For a brief while when he troubled Tharanga Paranavitana by going round the stumps, Harbhajan looked the part. In, however, showing great reluctance to go round the stumps on a consistent basis, he did himself no favours at all. The right-handers easily allowed the ball to fizz from middle and leg through to Mahendra Singh Dhoni, the left-handers used the option of kicking away the ball pitched outside leg.

Sangakkara apart, Paranavitana was the only Sri Lankan batsmen who showed the stomach for battle. His second half-century of the Test wasn’t as fluent as the first, but his 90-run (145m, 220b) stand with the captain was just the base the middle-order required as they sought to play out time.

Decisive passage

Paranavitana’s dismissal, almost an hour into the middle session, triggered the day’s most decisive passage of play. The left-hander fell over trying to work Sreesanth to leg, after which Zaheer produced two wonderful deliveries during a burst of 5-3-3-2 to rip out Mahela Jayawardene and Thilan Samaraweera, two men capable of batting long. Ojha accounted for Angelo Mathews last ball before tea as Sri Lanka lost four for 25 in 93 deliveries. At 144 for five, the writing appeared on the wall, a four-day finish on the cards.

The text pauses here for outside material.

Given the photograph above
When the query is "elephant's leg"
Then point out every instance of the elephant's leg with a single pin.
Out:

Through the carnage, Sangakkara had stood tall. Disappointed at the lack of support but determined to battle on, the 32-year-old brought up his first fifty in India in 145 deliveries, then effortless changed gears after tea.

An aggressive Prasanna Jayawardene helped the skipper steady the ship with a stand of 64, but Sangakkara truly blossomed after the stumper was trapped in front by Ojha, producing some wonderful strokes. Between tea and stumps, he smashed 14 fours and a six while scoring 83 in 107 deliveries. Breathtaking, but not quite enough just yet.

Score board

SRI LANKA (I Innings): 393 all out in 94.4 overs
INDIA (I Innings): 726/9 decl in 163.3 overs
SRI LANKA (II Innings, O/n: 11/0):
Paranavitana lbw Sreesanth    54
(179m, 144b, 8x4)
Dilshan lbw Harbhajan    16
(34m, 27b, 2x4)
Sangakkara (batting)    133
(347m, 258b, 19x4, 1x6)
M Jayawardene c Dhoni b Zaheer    12
(40m, 24b, 1x4)
Samaraweera c Laxman b Zaheer    0
(19m, 13b)
Mathews c Dhoni b Ojha    5
(10m, 8b, 1x4)
P Jayawardene lbw Ojha    32
(58m, 42b, 3x4, 1x6)
Kulasekara (batting)    9
(72m, 45b, 2x4)
Extras (B-8, LB-1, W-1, NB-3)    13
Total (for 6 wkts, 93 overs)    274
Fall of wickets: 1-29 (Dilshan), 2-119 (Paranavitana), 3-135 (M Jayawardene), 4-137 (Samaraweera), 5-144 (Mathews), 6-208 (P Jayawardene).
Bowling: Harbhajan 31-5-70-1, Ojha 23-4-84-2, Zaheer 17-4-51-2 (nb-1), Sreesanth 13-4-36-1 (w-1, nb-2), Sehwag 9-2-24-0.